On the other coast, Gabrielle Catipon is a performer, cantor, singer and music teacher in San Jose, California. The pandemic made it impossible to perform in musicals or concerts.
“I had my last performance in February 2020,” the 25-year-old said. For a professional singer, Covid-19 is a major challenge, since its transmission is mainly through droplets in the air. “I saw a choir practicing on a football field, but you cannot do this on a regular basis.”
She went on Zoom and Facetime to give voice lessons to her students. Interestingly, she began to teach more students and gave more singing and piano classes than before.
“A lot of kids are bored at home and try out music lessons,” is her explanation. Most of her students are between 10–15 years old, with a few younger children and adults.
However, teaching online is an added challenge, since the voice quality on video conferences and calls is not great. Sometimes parents are working from home and siblings are on other video calls, making the connection unstable.
Her students also miss socializing and performing, working together toward one goal. She misses being a cantor in church and working with different choirs. Some of her friends are worse off, like one who performed on a cruise line, whose work was totally on hold for months.
Technicians have a hard time, too, like those who take care of the lighting and audio.
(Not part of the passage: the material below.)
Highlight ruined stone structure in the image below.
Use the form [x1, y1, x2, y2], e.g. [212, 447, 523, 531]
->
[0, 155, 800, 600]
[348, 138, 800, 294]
Another friend participated in virtual recitals.
“It’s frightening that Broadway will start in spring 2021 at the earliest,” Catipon added.
Yet there could be something positive in all this. Most artists adapted quickly, she said. “I think the streaming of high-quality events is an opportunity. Broadway has become inaccessible for most people, but through streaming they can enjoy it.”
She also noticed that the experiences of the pandemic have made people more open to discussing issues like race.
Personally, the pandemic has put her plans to obtain a master’s degree on hold. “I went to visit several universities just before the pandemic started, but I didn’t want to start with Zoom lessons.” Instead, she used the time to reflect on how the arts influence her personal life.
All three of these artists hope that concerts, plays and exhibitions come back, after months in which gatherings have been forbidden or limited. These artists hope that the “gig economy” bounces back, because people are longing for experiences that go beyond materialistic needs.
Essentially, it’s about feeling connected, beyond family and friends, to a community.